Radius bringing 60 residential units to Royal Oak

Approval granted for six-storey development by Tri-Eagle Developments and Jawl Residential

Saanich has approved the Radius at Royal Oak, a six-storey, wood-frame residential unit Built Green Gold, by Tri Eagle and Jawl developers.

Saanich has approved the Radius at Royal Oak, a six-storey, wood-frame residential unit Built Green Gold, by Tri Eagle and Jawl developers.

Royal Oak is getting a new six-storey, 60-unit residential development from a partnership of Saanich builders, Tri-Eagle Developments and Jawl Residential.

Saanich council gave final approval on June 13 for the Radius at Royal Oak at 4396 West Saanich Rd. (immediately south of the Royal Oak Shopping Centre) after years of consultation with Saanich staff and the Royal Oak Community Association.

The Radius will sit on an area that is currently surface parking and grass, and it will complete Tri Eagle Plaza, with the existing Tri Eagle commercial building Raven and residential buildings Orca and Centennial Walk.

The planning stages for the Radius date back to 2007, said Travis Lee, president of Tri-Eagle Development.

“The original plan for the final portion of Tri-Eagle Plaza was an eight-storey Leed Gold Class A office building known as the Thunderbird,” Lee said. “After consulting with the Royal Oak Community Association and various neighbourhood groups, it was decided that a more appropriate use for the land would be for a high-quality residential building.”

With a residential building in mind, Tri-Eagle partnered with Jawl Residential.

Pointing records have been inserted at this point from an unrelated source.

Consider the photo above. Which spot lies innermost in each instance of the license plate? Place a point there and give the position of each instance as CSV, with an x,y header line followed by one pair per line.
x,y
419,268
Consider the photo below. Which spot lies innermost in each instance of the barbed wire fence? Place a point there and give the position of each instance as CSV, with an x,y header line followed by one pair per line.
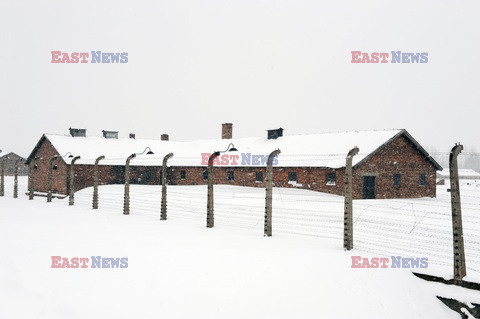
x,y
406,227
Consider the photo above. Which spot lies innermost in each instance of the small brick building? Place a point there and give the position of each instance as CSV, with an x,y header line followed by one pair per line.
x,y
390,164
10,160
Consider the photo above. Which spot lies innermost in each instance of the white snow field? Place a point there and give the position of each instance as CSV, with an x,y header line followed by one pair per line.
x,y
180,269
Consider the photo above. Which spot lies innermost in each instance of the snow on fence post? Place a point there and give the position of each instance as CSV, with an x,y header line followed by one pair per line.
x,y
15,179
267,231
95,182
210,217
459,266
71,189
31,178
126,194
348,218
163,213
2,177
50,178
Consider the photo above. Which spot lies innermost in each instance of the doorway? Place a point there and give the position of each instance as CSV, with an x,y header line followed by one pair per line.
x,y
369,187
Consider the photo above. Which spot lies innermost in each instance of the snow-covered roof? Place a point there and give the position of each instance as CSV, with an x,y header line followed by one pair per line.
x,y
311,150
462,173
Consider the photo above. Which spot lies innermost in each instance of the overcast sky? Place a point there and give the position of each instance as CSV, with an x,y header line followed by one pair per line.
x,y
258,64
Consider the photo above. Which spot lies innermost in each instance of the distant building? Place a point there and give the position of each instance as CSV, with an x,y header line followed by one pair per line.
x,y
10,160
390,164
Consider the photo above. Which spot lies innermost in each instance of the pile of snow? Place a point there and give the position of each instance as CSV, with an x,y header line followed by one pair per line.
x,y
180,269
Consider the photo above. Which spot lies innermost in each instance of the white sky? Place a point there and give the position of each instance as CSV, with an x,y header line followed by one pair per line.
x,y
258,64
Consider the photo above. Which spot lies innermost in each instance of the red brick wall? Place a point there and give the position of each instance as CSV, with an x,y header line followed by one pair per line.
x,y
398,157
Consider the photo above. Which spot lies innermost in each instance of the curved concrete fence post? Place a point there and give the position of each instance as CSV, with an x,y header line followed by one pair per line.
x,y
2,177
211,181
71,189
348,208
459,265
50,177
163,213
31,177
126,194
15,182
267,230
95,182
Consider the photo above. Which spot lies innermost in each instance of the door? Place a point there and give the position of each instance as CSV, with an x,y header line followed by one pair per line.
x,y
369,187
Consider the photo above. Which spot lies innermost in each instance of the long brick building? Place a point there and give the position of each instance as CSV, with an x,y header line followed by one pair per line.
x,y
390,163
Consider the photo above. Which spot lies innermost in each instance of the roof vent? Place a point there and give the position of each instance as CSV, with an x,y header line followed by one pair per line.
x,y
110,134
273,134
78,132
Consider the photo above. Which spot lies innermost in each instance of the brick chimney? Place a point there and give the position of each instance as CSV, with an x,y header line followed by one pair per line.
x,y
110,134
274,134
227,129
78,132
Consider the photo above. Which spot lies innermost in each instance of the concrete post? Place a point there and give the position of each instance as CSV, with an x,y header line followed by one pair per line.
x,y
267,230
95,182
15,180
211,180
459,266
2,177
163,214
126,195
31,177
50,178
71,198
348,211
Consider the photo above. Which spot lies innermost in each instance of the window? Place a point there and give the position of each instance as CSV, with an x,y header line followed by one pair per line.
x,y
422,179
396,180
331,178
292,176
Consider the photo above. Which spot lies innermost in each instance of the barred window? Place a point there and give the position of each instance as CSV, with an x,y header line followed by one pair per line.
x,y
396,179
331,179
422,179
292,176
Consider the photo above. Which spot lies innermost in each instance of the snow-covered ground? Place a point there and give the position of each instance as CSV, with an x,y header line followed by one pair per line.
x,y
180,269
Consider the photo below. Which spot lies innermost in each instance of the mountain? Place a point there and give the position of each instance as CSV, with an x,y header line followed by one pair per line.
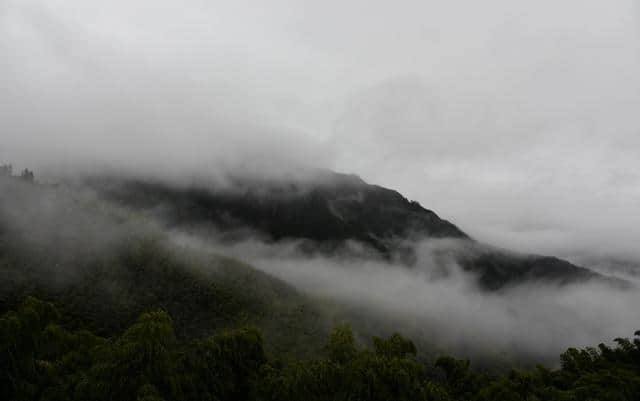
x,y
326,210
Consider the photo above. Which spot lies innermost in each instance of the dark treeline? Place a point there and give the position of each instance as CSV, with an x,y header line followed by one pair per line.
x,y
40,359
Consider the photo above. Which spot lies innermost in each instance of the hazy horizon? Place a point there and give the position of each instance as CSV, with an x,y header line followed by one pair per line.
x,y
517,122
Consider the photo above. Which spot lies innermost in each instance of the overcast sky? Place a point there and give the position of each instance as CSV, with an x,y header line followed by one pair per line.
x,y
519,121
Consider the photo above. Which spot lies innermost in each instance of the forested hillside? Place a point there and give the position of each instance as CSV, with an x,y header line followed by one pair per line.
x,y
43,360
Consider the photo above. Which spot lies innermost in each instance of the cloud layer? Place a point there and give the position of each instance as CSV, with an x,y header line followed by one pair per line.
x,y
516,121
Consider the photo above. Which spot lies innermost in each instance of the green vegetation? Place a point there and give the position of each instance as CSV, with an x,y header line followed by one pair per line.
x,y
40,359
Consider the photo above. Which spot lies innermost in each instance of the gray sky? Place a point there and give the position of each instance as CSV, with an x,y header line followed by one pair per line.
x,y
519,121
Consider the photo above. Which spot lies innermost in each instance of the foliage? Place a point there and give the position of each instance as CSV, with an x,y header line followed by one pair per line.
x,y
42,360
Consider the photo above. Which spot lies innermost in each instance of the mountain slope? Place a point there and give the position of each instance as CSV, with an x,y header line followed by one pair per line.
x,y
328,210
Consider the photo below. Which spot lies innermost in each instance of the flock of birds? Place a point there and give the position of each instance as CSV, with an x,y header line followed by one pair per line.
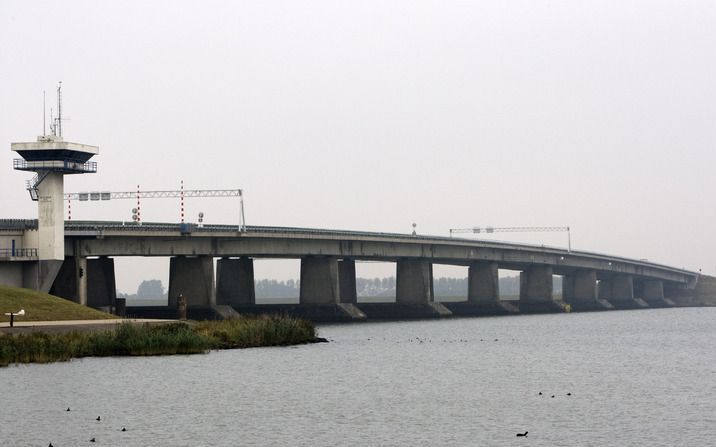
x,y
524,435
98,419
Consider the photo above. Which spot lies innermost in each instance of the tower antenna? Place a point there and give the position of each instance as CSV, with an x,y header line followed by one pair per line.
x,y
59,109
44,115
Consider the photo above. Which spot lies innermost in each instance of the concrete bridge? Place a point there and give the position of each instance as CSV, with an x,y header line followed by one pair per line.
x,y
591,281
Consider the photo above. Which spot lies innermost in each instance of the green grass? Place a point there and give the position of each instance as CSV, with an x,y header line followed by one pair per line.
x,y
143,339
44,307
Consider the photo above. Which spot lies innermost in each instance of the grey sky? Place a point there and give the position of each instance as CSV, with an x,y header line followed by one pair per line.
x,y
373,115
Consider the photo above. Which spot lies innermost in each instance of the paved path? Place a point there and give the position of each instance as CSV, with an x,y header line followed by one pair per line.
x,y
73,325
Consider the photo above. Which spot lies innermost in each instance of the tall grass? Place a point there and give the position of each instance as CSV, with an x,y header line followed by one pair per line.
x,y
175,338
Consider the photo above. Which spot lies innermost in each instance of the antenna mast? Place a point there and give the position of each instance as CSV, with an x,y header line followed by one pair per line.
x,y
59,109
44,115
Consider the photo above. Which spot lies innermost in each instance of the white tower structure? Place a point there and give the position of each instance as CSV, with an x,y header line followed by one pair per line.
x,y
51,158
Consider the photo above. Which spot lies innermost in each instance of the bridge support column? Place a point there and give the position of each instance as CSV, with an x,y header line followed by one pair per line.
x,y
319,280
192,277
347,281
235,282
321,288
579,290
414,290
71,280
101,286
483,292
653,293
536,291
483,284
619,291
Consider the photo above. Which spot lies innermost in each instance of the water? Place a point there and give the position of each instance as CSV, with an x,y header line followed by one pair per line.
x,y
638,378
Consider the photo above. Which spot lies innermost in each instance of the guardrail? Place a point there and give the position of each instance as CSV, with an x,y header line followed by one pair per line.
x,y
18,224
18,252
97,227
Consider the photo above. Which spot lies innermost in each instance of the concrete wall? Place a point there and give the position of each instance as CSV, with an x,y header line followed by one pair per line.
x,y
193,277
414,282
347,281
115,243
51,221
11,274
483,285
101,285
536,284
319,280
235,282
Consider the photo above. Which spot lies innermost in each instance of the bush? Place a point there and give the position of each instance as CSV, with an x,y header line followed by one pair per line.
x,y
174,338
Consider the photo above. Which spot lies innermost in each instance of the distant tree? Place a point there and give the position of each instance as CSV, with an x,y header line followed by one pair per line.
x,y
152,288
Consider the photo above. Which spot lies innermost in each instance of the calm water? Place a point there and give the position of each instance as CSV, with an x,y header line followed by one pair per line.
x,y
638,378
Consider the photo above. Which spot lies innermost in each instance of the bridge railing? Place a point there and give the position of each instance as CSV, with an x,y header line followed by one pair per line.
x,y
18,252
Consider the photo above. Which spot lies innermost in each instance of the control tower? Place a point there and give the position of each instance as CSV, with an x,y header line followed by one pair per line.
x,y
50,157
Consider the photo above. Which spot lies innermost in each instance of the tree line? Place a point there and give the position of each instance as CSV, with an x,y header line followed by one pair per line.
x,y
373,287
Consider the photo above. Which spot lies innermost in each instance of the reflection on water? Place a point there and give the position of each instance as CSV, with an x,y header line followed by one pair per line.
x,y
639,378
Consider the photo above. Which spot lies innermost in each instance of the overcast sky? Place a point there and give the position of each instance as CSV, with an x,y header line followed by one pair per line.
x,y
372,115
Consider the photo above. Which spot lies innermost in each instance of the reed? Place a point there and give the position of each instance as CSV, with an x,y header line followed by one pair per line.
x,y
166,339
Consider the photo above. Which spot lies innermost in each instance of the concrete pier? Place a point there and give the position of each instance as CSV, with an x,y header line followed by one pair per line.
x,y
579,290
193,277
653,293
319,280
235,282
347,281
414,297
71,280
320,291
101,285
536,291
483,293
619,291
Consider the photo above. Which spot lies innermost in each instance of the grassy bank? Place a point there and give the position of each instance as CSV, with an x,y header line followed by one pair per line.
x,y
175,338
43,307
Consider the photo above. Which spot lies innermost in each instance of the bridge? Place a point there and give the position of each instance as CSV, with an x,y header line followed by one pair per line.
x,y
591,281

It comes immediately after the two companies built Uptown Place, a two-building residential project completed in 2014 and 2015.

Principal architect Charles Kierulf of de Hoog and Kierulf Architects is leading the Radius at Royal Oak, the same architect who led Uptown Place’s West Coast design.

Radius will be built on a six-storey wood-frame to Built Green Gold standards. Most suites will have nine-foot ceilings while some top-floor suites will have 12-foot ceilings.

The flat-roof building will have exterior finishes that include a combination of white and grey fibre cement panels, dark grey metal and wood siding. Wood siding will be used on the soffits and underside of balconies, and as a vertical element on privacy walls.

Upper-storey units will have a balcony with first-level units having private fenced-in patios and yards.

The Radius will also sit next to an east to west trail connector that Tri Eagle gifted to Saanich to connect to the Centennial Trail.

Parking at the Radius will include 12 surface spots for visitors and 78 underground stalls, including eight for electric vehicles. There will be 60 secure bike rack spots and 60 storage lockers in the underground.

 

Travino reaches third phase

Mike Geric Construction has broken ground on the third of the five planned phases for the Travino at 742 Travino Lane, on the site of the former Royal Oak middle school.

The third phase, known as Travino Landing, has broken ground much earlier than initially planned and will be ready for move in by the summer of 2017. Plans for the fifth and final phase of the project, Travino Gardens, is now underway.

The Travino’s first two buildings were completed in 2015 and are sold out, the four-storey Travino Park and five-storey Travino Central, each with 36 condos. The third phase, the six-storey, 50-suite Travino Square is nearly sold out.

Sales for Travino Landing’s 46 condos have just begun, with 50 per cent of the building sold to home buyers who had significant input into the design of their new home.

“… With Travino Landing we tried something completely different,” said Edward Geric, president of Mike Geric Construction. “We started working with potential home buyers really early, letting them adjust the size of their home, move walls and completely rearrange their space if that’s what they wanted. That’s a pretty unusual opportunity for a condo buyer.”